You know, people keep comparing non-TSR D&D to deck-building in Magic: the Gathering. But maybe it\'s more like Katamari Damacy. You keep sticking shit on your characters until they are big enough to be a star.
-- talysman

Emperor Norton

Quote from: trechriron;817821My rogues move up, sneak attack an engaged opponent and then use Cunning Action (Disengage) to move out of harm's way. It's very effective! Both use two weapons, so they get lots of chances for sneak attack damage. :-)

Cunning Action and attacking with a second weapon are both bonus actions. They could do one, or the other, not both.

Opaopajr

Quote from: Emperor Norton;817912Cunning Action and attacking with a second weapon are both bonus actions. They could do one, or the other, not both.

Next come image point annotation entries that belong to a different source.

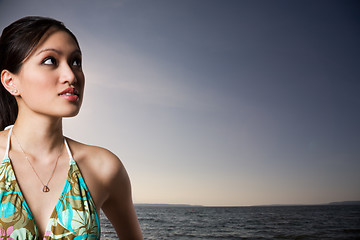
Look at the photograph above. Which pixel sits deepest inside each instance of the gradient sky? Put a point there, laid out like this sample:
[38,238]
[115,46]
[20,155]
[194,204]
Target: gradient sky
[219,102]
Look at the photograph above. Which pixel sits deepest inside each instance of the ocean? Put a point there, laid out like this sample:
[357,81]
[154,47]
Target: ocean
[268,222]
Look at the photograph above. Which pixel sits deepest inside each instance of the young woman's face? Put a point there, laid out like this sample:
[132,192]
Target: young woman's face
[51,81]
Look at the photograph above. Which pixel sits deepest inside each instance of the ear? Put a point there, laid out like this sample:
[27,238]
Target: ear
[8,81]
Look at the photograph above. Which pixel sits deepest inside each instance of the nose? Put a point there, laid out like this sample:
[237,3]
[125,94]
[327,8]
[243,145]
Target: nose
[67,74]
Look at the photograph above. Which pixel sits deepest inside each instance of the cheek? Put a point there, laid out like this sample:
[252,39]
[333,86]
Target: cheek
[36,86]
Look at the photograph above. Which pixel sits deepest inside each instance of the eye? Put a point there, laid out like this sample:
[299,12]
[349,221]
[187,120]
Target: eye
[76,62]
[49,61]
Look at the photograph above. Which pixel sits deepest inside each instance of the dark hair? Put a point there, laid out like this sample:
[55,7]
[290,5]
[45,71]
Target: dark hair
[17,42]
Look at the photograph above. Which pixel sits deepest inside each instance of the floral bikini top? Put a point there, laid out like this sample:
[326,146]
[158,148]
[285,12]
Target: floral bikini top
[74,216]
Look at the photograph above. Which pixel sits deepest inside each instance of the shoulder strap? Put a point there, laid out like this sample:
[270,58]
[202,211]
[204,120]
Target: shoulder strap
[8,142]
[71,161]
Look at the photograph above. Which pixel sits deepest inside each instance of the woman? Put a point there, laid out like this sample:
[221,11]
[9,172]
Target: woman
[42,82]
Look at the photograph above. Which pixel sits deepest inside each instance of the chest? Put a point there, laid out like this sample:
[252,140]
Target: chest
[31,213]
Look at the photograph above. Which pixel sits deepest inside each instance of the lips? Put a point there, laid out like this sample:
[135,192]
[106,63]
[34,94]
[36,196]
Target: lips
[70,94]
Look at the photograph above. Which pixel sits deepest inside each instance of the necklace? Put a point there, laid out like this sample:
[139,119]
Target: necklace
[45,186]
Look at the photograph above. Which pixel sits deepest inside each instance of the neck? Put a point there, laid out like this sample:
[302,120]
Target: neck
[39,135]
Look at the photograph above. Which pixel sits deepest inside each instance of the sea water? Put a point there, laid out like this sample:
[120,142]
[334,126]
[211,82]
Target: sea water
[268,222]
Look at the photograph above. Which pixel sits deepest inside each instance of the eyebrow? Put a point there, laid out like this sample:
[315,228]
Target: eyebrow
[57,51]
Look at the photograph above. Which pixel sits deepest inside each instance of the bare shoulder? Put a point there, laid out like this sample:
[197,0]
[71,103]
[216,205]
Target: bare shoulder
[99,162]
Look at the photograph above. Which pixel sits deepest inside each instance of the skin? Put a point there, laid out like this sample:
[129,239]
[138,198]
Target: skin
[51,68]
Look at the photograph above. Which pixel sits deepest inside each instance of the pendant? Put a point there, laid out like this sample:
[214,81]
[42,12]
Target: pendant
[46,189]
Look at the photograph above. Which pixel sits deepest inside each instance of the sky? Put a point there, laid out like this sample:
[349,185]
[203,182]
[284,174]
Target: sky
[219,103]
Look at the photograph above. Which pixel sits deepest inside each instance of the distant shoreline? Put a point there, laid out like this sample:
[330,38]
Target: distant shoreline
[343,203]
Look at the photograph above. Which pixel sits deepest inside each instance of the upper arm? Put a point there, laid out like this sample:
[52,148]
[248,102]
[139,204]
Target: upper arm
[118,207]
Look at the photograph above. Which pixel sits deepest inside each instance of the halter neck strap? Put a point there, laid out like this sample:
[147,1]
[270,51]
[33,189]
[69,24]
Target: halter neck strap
[8,141]
[6,156]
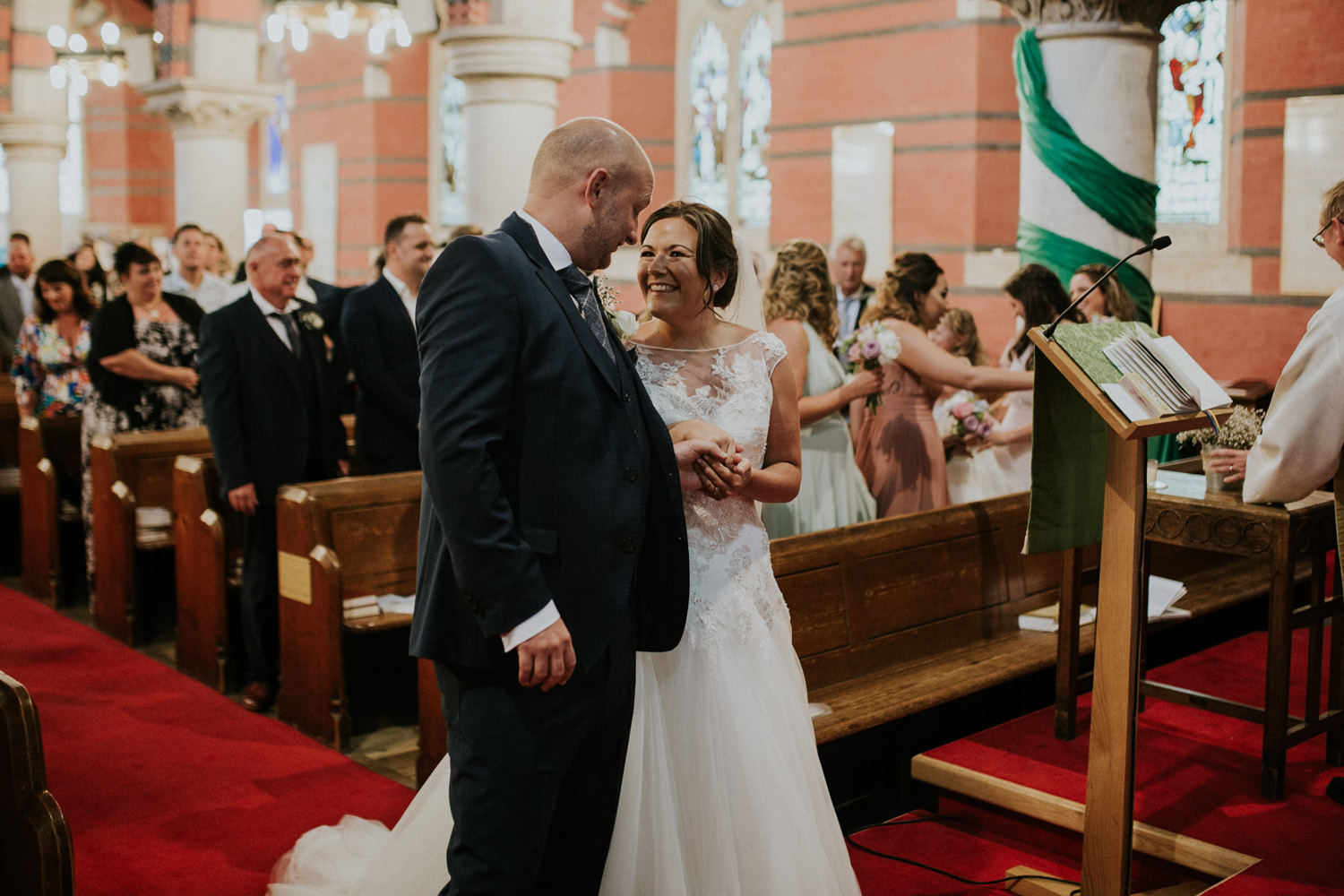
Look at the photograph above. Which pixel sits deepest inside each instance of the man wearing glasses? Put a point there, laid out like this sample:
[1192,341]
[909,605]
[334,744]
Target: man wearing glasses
[1303,441]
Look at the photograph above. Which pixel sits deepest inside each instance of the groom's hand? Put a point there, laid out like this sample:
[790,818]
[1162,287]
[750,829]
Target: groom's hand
[546,659]
[687,454]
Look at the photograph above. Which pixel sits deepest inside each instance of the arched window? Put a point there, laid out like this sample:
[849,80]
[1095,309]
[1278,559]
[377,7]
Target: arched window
[709,75]
[1191,83]
[452,204]
[725,131]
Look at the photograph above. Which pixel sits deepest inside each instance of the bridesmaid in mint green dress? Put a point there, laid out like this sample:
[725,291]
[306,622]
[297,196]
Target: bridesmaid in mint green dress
[800,309]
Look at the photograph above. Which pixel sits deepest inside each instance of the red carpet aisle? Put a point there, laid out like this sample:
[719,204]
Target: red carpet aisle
[1196,772]
[171,788]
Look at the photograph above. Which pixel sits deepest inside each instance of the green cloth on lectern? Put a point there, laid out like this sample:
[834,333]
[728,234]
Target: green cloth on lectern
[1064,255]
[1069,444]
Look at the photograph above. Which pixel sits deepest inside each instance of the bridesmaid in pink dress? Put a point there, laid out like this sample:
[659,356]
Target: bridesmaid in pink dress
[898,447]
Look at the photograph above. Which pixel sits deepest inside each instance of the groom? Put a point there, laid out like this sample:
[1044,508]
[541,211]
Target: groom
[553,540]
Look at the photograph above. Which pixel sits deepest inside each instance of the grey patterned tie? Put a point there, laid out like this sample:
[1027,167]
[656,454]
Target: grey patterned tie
[581,288]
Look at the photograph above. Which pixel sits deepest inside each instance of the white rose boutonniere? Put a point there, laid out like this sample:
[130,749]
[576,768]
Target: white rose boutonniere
[624,323]
[311,320]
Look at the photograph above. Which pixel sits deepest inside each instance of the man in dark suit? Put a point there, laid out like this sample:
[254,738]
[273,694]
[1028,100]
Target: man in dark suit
[849,258]
[378,332]
[551,525]
[18,285]
[271,418]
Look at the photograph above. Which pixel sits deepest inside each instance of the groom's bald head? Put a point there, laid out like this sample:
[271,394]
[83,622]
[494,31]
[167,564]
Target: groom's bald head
[570,153]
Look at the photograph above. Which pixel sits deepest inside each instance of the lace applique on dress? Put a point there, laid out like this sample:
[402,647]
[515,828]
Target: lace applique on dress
[733,589]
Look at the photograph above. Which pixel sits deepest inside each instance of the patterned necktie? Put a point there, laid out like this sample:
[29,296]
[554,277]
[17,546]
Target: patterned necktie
[581,288]
[292,330]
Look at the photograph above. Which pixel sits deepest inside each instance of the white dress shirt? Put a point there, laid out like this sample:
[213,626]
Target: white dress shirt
[211,293]
[849,309]
[1300,445]
[276,324]
[24,287]
[403,292]
[547,616]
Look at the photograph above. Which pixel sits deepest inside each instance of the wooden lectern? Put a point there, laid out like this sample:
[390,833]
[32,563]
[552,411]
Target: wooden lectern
[1109,817]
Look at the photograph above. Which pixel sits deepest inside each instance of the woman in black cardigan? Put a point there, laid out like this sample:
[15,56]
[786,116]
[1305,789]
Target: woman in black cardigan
[142,362]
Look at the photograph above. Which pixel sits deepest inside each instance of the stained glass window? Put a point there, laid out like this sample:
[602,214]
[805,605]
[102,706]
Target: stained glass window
[709,73]
[1191,81]
[452,204]
[754,81]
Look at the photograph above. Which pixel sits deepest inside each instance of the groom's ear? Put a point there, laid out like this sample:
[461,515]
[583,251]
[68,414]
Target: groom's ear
[599,182]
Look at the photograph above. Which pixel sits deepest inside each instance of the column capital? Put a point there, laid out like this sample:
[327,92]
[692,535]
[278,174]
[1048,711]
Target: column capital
[502,51]
[1150,13]
[34,134]
[210,109]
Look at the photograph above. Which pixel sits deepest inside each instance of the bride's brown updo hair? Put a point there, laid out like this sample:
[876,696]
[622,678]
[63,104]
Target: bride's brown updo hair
[714,249]
[911,276]
[800,289]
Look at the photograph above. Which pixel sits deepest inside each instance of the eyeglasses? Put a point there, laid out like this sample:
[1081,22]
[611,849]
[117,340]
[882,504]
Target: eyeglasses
[1320,236]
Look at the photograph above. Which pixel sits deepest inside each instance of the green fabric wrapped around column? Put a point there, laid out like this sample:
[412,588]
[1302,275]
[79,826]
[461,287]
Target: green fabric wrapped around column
[1064,255]
[1125,202]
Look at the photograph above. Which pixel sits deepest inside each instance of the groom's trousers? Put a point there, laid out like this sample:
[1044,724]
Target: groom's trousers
[535,777]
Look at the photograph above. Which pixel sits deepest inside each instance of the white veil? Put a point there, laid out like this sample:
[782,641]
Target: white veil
[746,306]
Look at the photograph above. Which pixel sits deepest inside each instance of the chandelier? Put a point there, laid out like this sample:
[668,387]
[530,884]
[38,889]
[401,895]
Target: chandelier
[78,62]
[379,19]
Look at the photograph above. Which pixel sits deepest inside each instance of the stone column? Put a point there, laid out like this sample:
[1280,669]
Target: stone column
[511,58]
[34,134]
[1101,65]
[210,125]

Absolutely correct. However twice the attempts to land the Sneak Attack is worth it. And with Opportunity Attacks "greatly increased" while in melee, you get more bang for the buck so engaged.

After awhile Sneak Attack seems like it must land to keep pace with party damage. So things either hyper-focus on to long-range accuracy & kiting or multiple attack attempts w/ OAs. Sneak Attack gets very old, very fast.
Just make your fuckin\' guy and roll the dice, you pricks. Focus on what\'s interesting, not what gives you the biggest randomly generated virtual penis.  -- J Arcane
 
You know, people keep comparing non-TSR D&D to deck-building in Magic: the Gathering. But maybe it\'s more like Katamari Damacy. You keep sticking shit on your characters until they are big enough to be a star.
-- talysman

estar

Quote from: Sacrosanct;817819since the wording is that you don't apply it until you've hit, I read it as you can choose.  You're just limited to once per turn.

I concur, sneak attack damage is an option that can be apply at the damage step, not at the set of declaring of an attack.

Emperor Norton

Quote from: Opaopajr;817916Absolutely correct. However twice the attempts to land the Sneak Attack is worth it. And with Opportunity Attacks "greatly increased" while in melee, you get more bang for the buck so engaged.

Absolutely. The double attempt at sneak attack is one of the strongest cases for using dual wielding in the game.

And if you hit on the first attack, you can always use your cunning action to withdraw instead of attacking with your offhand if you need to. I mean, the damage on that off hand isn't impressive without sneak attack anyway.